Hi! I have some questions regarding S3 staging wit...
# ask-community-for-troubleshooting
a
Hi! I have some questions regarding S3 staging with a Snowflake destination and Postgres source. The documentation on part size states:
Affects the size limit of an individual Redshift table. Optional. Increase this if syncing tables larger than 100GB. Files are streamed to S3 in parts. This determines the size of each part, in MBs. As S3 has a limit of 10,000 parts per file, part size affects the table size. This is 10MB by default, resulting in a default table limit of 100GB. Note, a larger part size will result in larger memory requirements. A rule of thumb is to multiply the part size by 10 to get the memory requirement. Modify this with care.
• I see that the default value is '5' in my local build, though the documentation says '10MB'. Is this just a typo, or am I missing something? • I want to try syncing a ~1TB table using this method, which would mean that I should increase the part size to ~100MB, correct? • Which container does the memory requirement rule of thumb apply to? I am working in Kubernetes and want to get my resource limits right.
👀 1
a
Hi @Andrew Morrison, are you using redshift or snowflake as a destination? I think you pasted the Redshift documentation but mentioned you want to use Snowflake.

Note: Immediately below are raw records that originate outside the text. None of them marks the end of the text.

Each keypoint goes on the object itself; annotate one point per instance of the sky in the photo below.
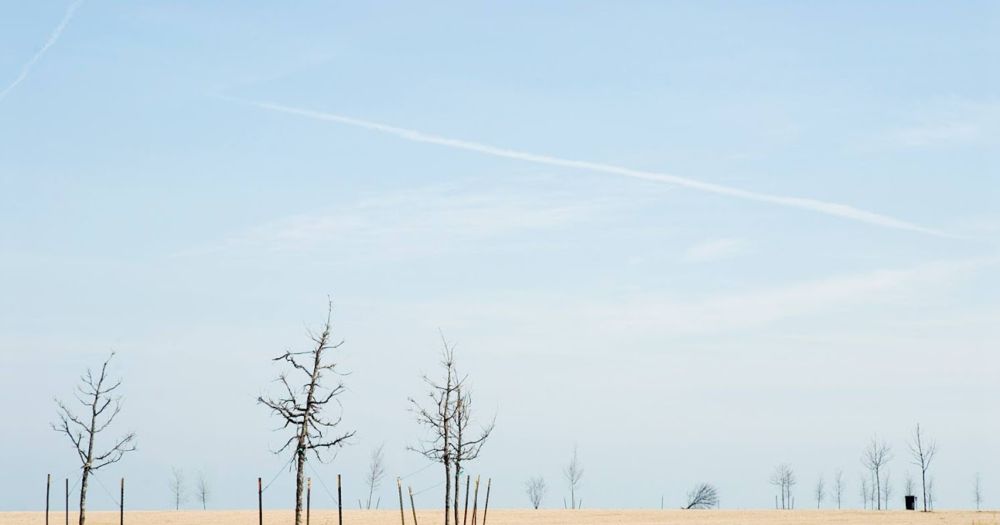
(693, 239)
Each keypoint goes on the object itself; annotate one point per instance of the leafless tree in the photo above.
(703, 496)
(177, 487)
(376, 471)
(819, 491)
(977, 491)
(574, 474)
(784, 479)
(439, 418)
(203, 491)
(876, 455)
(302, 407)
(838, 487)
(535, 487)
(922, 452)
(97, 394)
(465, 446)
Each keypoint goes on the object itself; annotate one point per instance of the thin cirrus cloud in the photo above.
(842, 211)
(53, 38)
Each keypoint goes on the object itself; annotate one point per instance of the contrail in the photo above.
(53, 38)
(828, 208)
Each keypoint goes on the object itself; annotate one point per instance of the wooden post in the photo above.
(475, 501)
(402, 514)
(340, 508)
(465, 515)
(486, 506)
(413, 507)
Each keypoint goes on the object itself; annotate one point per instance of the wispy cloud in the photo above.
(53, 38)
(714, 250)
(827, 208)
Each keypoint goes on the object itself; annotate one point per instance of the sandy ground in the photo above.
(527, 517)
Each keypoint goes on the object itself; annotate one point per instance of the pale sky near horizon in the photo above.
(695, 240)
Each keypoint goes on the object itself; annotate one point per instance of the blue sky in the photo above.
(150, 205)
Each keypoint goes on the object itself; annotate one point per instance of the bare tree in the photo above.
(97, 394)
(535, 488)
(177, 489)
(574, 474)
(977, 491)
(439, 419)
(703, 496)
(203, 491)
(784, 479)
(838, 487)
(302, 407)
(465, 447)
(819, 491)
(876, 455)
(922, 452)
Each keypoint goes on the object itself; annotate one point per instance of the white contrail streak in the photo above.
(53, 38)
(828, 208)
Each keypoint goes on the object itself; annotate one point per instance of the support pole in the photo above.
(340, 507)
(475, 501)
(486, 506)
(413, 507)
(402, 514)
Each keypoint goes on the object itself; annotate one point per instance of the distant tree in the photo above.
(177, 488)
(535, 488)
(819, 491)
(922, 452)
(783, 477)
(838, 487)
(203, 490)
(302, 406)
(703, 496)
(376, 471)
(96, 394)
(977, 491)
(574, 474)
(875, 457)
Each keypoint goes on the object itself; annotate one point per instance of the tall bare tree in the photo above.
(574, 474)
(465, 445)
(922, 452)
(838, 488)
(203, 490)
(439, 418)
(535, 488)
(102, 406)
(302, 407)
(977, 491)
(376, 471)
(875, 457)
(703, 496)
(819, 492)
(177, 487)
(784, 479)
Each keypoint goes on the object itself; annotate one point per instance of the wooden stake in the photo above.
(486, 506)
(402, 515)
(465, 515)
(340, 507)
(475, 501)
(413, 508)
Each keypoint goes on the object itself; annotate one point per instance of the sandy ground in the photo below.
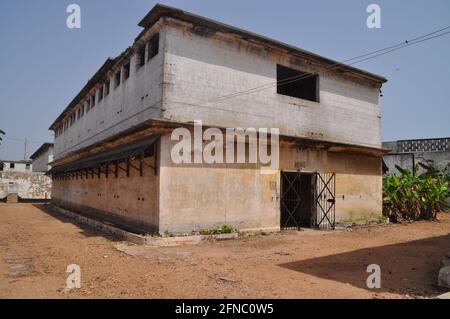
(36, 247)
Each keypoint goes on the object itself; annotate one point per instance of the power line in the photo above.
(366, 56)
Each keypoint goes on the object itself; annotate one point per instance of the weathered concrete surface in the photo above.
(199, 196)
(202, 67)
(129, 202)
(444, 296)
(135, 100)
(192, 67)
(29, 185)
(444, 277)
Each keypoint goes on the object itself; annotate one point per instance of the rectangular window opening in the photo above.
(92, 101)
(100, 93)
(126, 71)
(297, 84)
(153, 46)
(141, 56)
(117, 79)
(106, 88)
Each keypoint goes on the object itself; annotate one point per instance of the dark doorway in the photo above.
(297, 199)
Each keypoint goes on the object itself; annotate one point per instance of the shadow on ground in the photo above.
(86, 230)
(410, 267)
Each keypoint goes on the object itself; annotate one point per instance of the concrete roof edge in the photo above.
(160, 10)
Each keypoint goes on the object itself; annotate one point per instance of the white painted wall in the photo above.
(190, 68)
(40, 163)
(199, 68)
(18, 167)
(135, 100)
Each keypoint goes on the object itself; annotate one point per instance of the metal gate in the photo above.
(325, 200)
(290, 200)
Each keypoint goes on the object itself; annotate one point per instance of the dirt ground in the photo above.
(36, 247)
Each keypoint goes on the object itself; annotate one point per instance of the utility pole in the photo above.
(1, 133)
(25, 149)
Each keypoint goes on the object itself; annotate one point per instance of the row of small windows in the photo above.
(123, 74)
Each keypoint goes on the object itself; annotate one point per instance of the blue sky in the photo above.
(44, 64)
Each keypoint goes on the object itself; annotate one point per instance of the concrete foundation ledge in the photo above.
(155, 241)
(120, 233)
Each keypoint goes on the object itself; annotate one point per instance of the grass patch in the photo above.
(224, 229)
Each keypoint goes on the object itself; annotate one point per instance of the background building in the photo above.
(42, 157)
(15, 166)
(407, 153)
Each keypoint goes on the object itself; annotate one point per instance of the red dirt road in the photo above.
(36, 247)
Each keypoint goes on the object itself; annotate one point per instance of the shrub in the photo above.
(412, 196)
(225, 229)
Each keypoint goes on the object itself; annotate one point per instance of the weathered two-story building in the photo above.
(113, 142)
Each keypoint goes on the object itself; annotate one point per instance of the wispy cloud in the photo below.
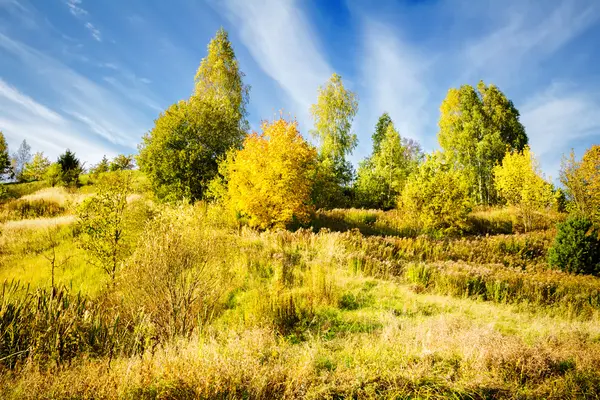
(394, 75)
(282, 42)
(75, 8)
(104, 115)
(95, 32)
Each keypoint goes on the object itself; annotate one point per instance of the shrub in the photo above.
(576, 247)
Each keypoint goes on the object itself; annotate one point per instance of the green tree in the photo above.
(4, 157)
(477, 127)
(576, 247)
(122, 162)
(382, 176)
(333, 114)
(36, 169)
(21, 158)
(520, 183)
(437, 196)
(102, 219)
(100, 168)
(581, 180)
(70, 168)
(180, 154)
(380, 130)
(53, 174)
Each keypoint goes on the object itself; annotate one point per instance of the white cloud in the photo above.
(21, 117)
(281, 41)
(97, 116)
(557, 119)
(75, 8)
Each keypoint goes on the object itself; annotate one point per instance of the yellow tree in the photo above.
(582, 181)
(520, 183)
(269, 180)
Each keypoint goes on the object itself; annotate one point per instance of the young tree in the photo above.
(21, 158)
(36, 169)
(180, 154)
(70, 168)
(437, 196)
(333, 114)
(520, 183)
(269, 180)
(102, 219)
(4, 157)
(53, 174)
(122, 163)
(382, 177)
(582, 183)
(380, 130)
(476, 129)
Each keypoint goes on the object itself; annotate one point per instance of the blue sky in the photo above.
(93, 75)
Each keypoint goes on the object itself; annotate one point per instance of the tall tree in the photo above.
(21, 158)
(4, 157)
(180, 154)
(477, 127)
(333, 114)
(382, 176)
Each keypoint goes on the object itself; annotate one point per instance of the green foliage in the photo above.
(102, 220)
(380, 131)
(53, 174)
(333, 114)
(576, 248)
(581, 180)
(381, 177)
(70, 168)
(180, 154)
(36, 169)
(476, 129)
(100, 168)
(519, 182)
(269, 181)
(4, 156)
(437, 196)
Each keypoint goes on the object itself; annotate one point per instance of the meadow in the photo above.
(355, 303)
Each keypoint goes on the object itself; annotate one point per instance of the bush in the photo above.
(576, 247)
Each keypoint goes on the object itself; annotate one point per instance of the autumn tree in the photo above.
(269, 181)
(333, 114)
(4, 157)
(36, 169)
(102, 221)
(180, 154)
(382, 176)
(477, 127)
(520, 183)
(21, 157)
(437, 196)
(581, 180)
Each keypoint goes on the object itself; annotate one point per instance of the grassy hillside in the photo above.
(356, 304)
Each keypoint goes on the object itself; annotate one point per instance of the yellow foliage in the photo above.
(269, 180)
(520, 183)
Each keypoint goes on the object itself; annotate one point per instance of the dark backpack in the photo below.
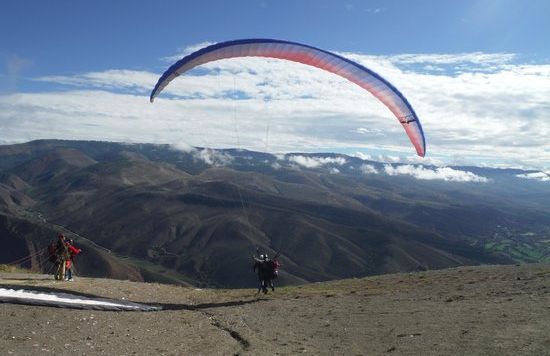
(52, 252)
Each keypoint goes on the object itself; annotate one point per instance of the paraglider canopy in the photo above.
(297, 52)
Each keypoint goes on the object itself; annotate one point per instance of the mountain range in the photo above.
(197, 215)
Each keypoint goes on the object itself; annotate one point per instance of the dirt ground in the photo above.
(482, 310)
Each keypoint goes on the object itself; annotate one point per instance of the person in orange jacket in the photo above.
(73, 251)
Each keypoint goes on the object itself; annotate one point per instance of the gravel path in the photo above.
(483, 310)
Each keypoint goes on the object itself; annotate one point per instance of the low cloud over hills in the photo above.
(192, 215)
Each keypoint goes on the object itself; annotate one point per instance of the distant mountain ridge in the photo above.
(152, 212)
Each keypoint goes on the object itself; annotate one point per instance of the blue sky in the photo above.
(81, 69)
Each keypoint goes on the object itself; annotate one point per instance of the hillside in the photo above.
(155, 213)
(483, 310)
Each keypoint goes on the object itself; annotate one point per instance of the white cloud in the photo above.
(363, 156)
(488, 108)
(540, 176)
(212, 157)
(440, 173)
(368, 169)
(315, 162)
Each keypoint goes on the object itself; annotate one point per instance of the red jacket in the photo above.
(73, 251)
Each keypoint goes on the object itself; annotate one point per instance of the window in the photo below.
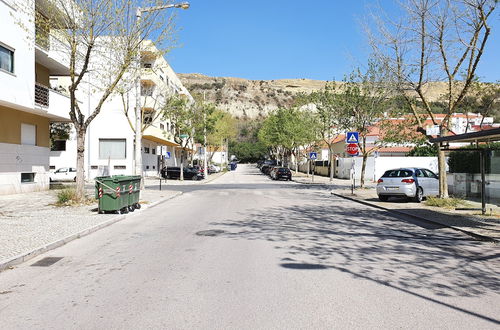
(6, 59)
(112, 148)
(58, 145)
(28, 134)
(27, 177)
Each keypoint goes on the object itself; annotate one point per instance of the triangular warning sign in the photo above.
(352, 138)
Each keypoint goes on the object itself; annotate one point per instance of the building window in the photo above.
(27, 177)
(58, 145)
(6, 59)
(112, 148)
(28, 134)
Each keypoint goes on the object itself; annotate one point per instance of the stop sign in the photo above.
(352, 149)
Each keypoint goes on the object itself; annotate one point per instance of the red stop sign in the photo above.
(352, 149)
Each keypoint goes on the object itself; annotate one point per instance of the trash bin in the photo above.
(112, 193)
(134, 188)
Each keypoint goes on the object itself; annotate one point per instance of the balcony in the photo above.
(54, 104)
(51, 52)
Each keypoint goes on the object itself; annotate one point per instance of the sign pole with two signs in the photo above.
(312, 158)
(352, 149)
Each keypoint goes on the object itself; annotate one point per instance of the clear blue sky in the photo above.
(264, 40)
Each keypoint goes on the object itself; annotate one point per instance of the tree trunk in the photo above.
(80, 164)
(443, 184)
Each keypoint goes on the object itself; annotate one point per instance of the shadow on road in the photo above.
(370, 244)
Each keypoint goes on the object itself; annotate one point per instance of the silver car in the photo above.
(414, 183)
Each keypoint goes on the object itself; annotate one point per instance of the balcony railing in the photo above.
(41, 95)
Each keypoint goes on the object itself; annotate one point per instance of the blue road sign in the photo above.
(352, 137)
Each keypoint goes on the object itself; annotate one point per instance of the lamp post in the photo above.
(138, 108)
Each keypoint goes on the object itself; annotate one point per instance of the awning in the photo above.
(160, 140)
(489, 135)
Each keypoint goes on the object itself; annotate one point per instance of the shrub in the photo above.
(447, 203)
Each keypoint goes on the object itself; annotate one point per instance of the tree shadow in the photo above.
(407, 254)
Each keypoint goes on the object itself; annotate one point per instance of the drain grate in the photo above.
(46, 262)
(213, 232)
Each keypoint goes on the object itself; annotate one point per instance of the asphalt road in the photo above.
(281, 255)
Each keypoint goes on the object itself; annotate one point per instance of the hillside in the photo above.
(248, 98)
(256, 98)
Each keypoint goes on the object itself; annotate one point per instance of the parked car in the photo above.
(63, 174)
(190, 173)
(281, 173)
(413, 183)
(213, 169)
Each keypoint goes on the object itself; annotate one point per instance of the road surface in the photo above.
(245, 252)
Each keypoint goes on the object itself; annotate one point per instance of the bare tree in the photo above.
(100, 39)
(433, 41)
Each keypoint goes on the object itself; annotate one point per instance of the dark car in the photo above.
(281, 173)
(175, 173)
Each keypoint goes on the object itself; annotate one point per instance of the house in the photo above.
(30, 55)
(110, 140)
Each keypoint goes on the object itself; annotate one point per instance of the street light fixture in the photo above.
(138, 110)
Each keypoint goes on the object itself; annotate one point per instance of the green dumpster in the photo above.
(112, 193)
(134, 192)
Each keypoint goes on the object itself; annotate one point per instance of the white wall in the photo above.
(18, 89)
(376, 166)
(17, 159)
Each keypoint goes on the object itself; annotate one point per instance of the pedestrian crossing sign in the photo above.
(352, 137)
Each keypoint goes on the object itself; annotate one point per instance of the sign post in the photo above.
(352, 149)
(312, 157)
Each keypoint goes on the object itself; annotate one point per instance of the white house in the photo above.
(110, 140)
(29, 55)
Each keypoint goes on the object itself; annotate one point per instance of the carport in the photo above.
(492, 135)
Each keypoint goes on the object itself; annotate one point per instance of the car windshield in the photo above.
(397, 173)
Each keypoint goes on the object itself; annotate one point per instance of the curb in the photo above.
(474, 235)
(58, 243)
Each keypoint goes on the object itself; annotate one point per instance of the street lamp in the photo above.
(138, 110)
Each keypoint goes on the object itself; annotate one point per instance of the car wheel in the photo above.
(383, 198)
(419, 195)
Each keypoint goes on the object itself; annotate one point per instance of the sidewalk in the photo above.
(467, 221)
(31, 224)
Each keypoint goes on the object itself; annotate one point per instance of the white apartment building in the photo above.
(29, 56)
(110, 140)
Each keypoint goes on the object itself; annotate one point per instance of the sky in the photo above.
(279, 39)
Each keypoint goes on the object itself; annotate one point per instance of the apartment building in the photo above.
(110, 140)
(30, 55)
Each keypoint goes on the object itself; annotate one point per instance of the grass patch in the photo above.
(447, 203)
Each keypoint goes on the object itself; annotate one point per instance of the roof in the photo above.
(489, 135)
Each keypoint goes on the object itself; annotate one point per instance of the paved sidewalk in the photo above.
(31, 224)
(468, 221)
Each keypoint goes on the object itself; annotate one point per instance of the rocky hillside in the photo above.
(256, 98)
(248, 98)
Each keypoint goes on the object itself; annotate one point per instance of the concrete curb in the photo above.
(51, 246)
(474, 235)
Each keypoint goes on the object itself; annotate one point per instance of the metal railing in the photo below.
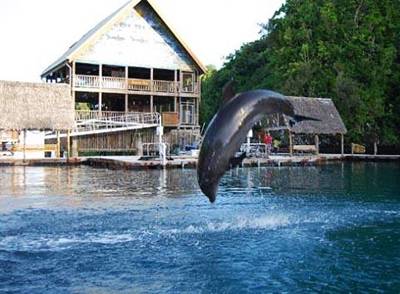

I checked the doc and there's a typo indeed
a
I am using Snowflake as a destination. I just copied the documentation from https://docs.airbyte.com/integrations/destinations/snowflake#aws-s3. I was wondering why it mentions Redshift at all.
a
I opened an issue to fix the doc. So you're right, 5Mb is the default value. You're right about trying 100MB part size. The data transfer is handled by sync pods that are dynamically created. You can tweak the
JOB_MAIN_CONTAINER_MEMORY_REQUEST
and
JOB_MAIN_CONTAINER_MEMORY_LIMIT
environment variable to change the memory requirements.
a
Awesome, thank you for the information!